I like the idea of the piping self consuming as its being worn away. Another benefit would be its very easy to reduce its diameter of the pipe just put into chuck and wet sand with emery cloth to desired size. They make copper tubing from ¼ up and its easy to acquire.

All the best.   Anthony.


----------



## bearcar1 (Feb 7, 2010)

Hi Steve, I am liking your method of lapping using the CU pipe and compound, how is the pipe held in the lathe? Is it held in the tool post? I have personally never cared for the brake hone ideas as I never trusted the bloody things to hone evenly without introducing a taper. I know one has to keep the device moving but still I do not trust them. This method, if I am following correctly here would seem to assure a square bore. Thanks


BC1
Jim


----------



## Cedge (Feb 7, 2010)

The pipe is hand held and only makes contact at a single point. I keep it sliding back and forth through the bore. The pipe doesn't wear away, but the compound is designed to wear away as it is works. 

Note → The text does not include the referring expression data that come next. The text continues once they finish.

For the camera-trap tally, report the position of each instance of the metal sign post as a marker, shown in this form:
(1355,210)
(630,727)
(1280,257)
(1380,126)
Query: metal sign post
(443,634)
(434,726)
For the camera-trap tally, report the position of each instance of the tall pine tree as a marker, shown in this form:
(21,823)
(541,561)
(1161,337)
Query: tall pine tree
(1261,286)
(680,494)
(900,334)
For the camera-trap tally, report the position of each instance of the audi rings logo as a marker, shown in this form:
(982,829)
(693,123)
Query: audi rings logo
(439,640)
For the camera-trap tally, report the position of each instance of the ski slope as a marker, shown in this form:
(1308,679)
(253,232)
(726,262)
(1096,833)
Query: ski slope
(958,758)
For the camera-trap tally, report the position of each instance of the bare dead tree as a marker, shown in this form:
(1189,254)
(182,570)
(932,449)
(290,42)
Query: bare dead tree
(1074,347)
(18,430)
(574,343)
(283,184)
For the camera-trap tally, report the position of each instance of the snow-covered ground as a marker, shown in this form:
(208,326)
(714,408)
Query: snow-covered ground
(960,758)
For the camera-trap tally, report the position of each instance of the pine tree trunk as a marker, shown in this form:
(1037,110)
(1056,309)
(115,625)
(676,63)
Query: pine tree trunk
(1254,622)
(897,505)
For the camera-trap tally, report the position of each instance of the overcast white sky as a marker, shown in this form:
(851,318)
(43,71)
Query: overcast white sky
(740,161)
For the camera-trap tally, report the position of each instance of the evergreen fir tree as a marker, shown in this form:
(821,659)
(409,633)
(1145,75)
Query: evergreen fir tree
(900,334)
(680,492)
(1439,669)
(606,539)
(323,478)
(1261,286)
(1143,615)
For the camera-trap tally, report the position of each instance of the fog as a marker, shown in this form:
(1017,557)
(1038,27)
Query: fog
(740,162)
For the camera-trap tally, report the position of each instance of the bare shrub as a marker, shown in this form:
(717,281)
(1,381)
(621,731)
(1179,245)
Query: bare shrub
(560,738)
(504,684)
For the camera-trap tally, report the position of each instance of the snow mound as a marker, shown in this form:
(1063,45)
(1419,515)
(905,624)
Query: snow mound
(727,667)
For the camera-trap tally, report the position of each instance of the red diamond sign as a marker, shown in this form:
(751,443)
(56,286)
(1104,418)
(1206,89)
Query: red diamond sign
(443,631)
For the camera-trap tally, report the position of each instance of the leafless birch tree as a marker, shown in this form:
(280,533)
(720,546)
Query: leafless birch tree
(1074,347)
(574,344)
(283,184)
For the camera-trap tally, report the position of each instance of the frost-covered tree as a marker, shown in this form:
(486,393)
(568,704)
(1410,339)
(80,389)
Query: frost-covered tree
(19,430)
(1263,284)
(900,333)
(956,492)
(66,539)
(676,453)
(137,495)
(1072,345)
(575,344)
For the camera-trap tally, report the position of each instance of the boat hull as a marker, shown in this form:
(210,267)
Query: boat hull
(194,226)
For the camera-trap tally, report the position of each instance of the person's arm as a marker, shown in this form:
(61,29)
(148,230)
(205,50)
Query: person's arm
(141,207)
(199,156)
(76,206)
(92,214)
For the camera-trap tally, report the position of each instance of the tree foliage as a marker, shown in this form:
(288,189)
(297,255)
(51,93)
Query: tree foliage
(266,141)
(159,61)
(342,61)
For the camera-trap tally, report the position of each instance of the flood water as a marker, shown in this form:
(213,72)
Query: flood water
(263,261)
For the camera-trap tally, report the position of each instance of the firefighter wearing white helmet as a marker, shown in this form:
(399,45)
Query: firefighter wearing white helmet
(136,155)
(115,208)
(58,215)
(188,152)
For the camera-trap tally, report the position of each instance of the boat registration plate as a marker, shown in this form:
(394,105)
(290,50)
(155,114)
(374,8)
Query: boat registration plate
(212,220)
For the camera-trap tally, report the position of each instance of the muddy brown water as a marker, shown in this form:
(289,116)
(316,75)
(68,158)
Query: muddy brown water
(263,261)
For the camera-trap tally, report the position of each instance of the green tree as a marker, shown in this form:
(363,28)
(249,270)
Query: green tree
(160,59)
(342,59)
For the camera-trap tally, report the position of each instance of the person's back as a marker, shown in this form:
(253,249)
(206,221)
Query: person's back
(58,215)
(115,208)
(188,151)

The thing that isn't show is the two straight score marks I added down the sides of the pipe to help keep the compound in the bore while it works. It took about 15 minutes to lap the bore smooth and straight. It won't remove a large taper, but it does well to even up a small one.

Steve


----------



## tel (Feb 7, 2010)

Alan J. Richer  said:
			
		

> Tel, don;t you worry about getting embedded abrasive media doing it that way - or is Brasso sufficiently soft abrasive to not embed at all?
> 
> Alan



All I can really say is that I've never had a problem with embedding using it. Some of the engines I've done this way have seen well over 20 years of perhaps higher then usual usage with no appreciable trouble.


----------



## kendo (Feb 8, 2010)

Hi Kel and Guy
            In the past i have used a piece of wooden dowel with a 
            vertical split in one end, to which a piece of very fine emery
             or wet and dry is inserted and wrapped around, and honed   
             the bores that way

                           Ken


----------